The Buick Power Window Story



Here's a tip for you GM owners with power windows. I have seen a lot of problems with power windows in the 86 Buick. I have had windows that didn't work at all from either the drivers station or the window station, others which work in the down mode but not in the up mode. The circuit which controls the window motors is complex, permitting operation from two locations, sort of like the "three way" switches used to control the lights at the top and bottom of the stairs in some homes.

I have never had a motor fail in any of the windows, however I have had a lot of trouble with the switches. There is a major reason for the problems with the switches and it starts with dirty contacts. The problems aren't always very obvious, for example the right rear window failed last year. I measured the voltages at the motor and the switches and found nothing. After reading the schematic in the service manual I determined that the main power for all the windows goes through the master switch at the drivers console - make sense. So, I took the driver's console switch apart and found that the problem was that the switch was dirty and while in the "normally closed" position, failed to complete the circuit to the right rear switch.

Now you shouldn't be fooled by what appear to be "unserviceable" parts. The power window switches fall into that category, however upon close inspection you will see that they do come apart. So I bent a few tabs, and took the switch apart to find plain old dirt had gotten between the "normally closed" contacts. A bit of "tuner cleaner" and some compressed air was all it took to clean out the dirt. I put it back together and it has worked ever since.

Another problem I have encountered in the switch assembly is the plastic rocker part of the switch - you know, the part of the switch that you press when you operate the window. It seems that GM has made the little legs on the switch that press the contacts together out of a thermoplastic. What happens is this; the switch contacts get contaminated with dirt. not contaminated enough to prevent operation, but contaminated enough to cause the resistance of the contacts to increase. Now if you know anything about electrical circuits you know that power is dissipated in a circuit where the resistance is increased. What this means is that the contacts get hot! Hot and thermoplastic switch parts don't go very well together.

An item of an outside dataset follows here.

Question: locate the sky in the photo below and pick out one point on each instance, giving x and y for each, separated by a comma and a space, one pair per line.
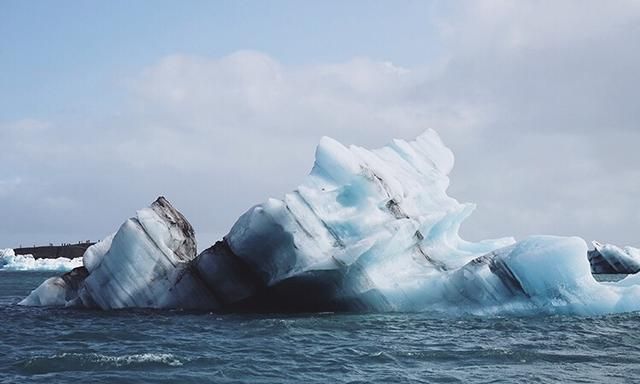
218, 105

What happens is that the plastic legs on the switch get soft when they get hot, the nature of any thermoplastic. Of course since the switch is dirty and its resistance is high you have to press rather hard to make the window operate properly. Pressing hard on the soft plastic legs deforms them, sort of mushrooms them over and reduces their length. Finally, they are no longer sufficiently long to engage the contacts and the window no longer functions.

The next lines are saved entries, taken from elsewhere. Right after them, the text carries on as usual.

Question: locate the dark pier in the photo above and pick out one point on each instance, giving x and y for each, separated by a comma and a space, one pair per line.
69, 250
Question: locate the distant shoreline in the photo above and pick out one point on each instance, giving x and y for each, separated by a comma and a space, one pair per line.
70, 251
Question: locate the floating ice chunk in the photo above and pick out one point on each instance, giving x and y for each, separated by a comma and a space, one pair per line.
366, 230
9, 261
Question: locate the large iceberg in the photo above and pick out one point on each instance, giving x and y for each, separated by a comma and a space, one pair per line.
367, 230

So hurry on down to your local GM dealer and try to buy new plastic buttons - they don't sell them separately! You have to purchase the whole switch for a hundred dollars! However being the frugal mechanic that I am I figured out a solution. The simplest solution is to swap the plastic button from the driver's control panel with one in the rear. That will make the one in the rear inoperable, but it's better to have the driver be able to operate the windows than the kid in the back seat, right? The other fix is a bit more time consuming but when you are finished you will have a switch that is better than new. Here's what I did.

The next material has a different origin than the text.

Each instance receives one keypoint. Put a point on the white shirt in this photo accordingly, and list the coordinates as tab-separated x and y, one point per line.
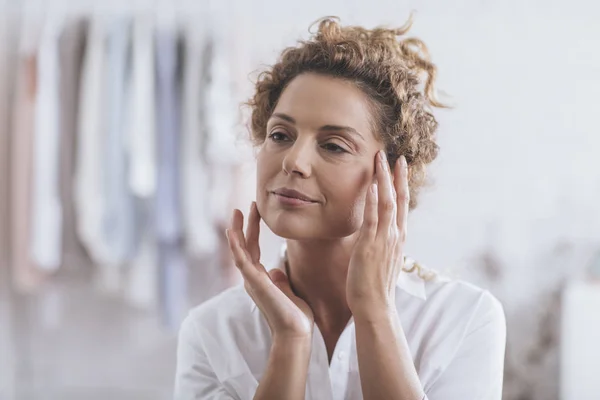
456	333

I took the plastic button into my shop and used a very small drill in my Dremel Tool. The drill is a few thousands of an inch smaller that the diameter of a standard straight pin. I took a pin and cut it to be the length of the hole I drilled plus enough length to make up the missing material that had mushroomed over due to the heat and pressure, leaving the head of the pin intact. I then heated the pin with a soldering iron and pressed it into place. After it cooled I stole some plastic from the inside of the body of the button and built up the area around the pin using the tip of the soldering iron. The resulting button is far stronger than the original one, the steel pin dissipates the heat from the contact and the switch will function far longer than it would if you had been able to get a new button from GM - and you have a hundred dollars in your pocket that GM didn't get!!

Tools required: A straight blade screwdriver to press the release clip for the switch assembly. A voltmeter or continuity tester (12 volt light) for circuit testing.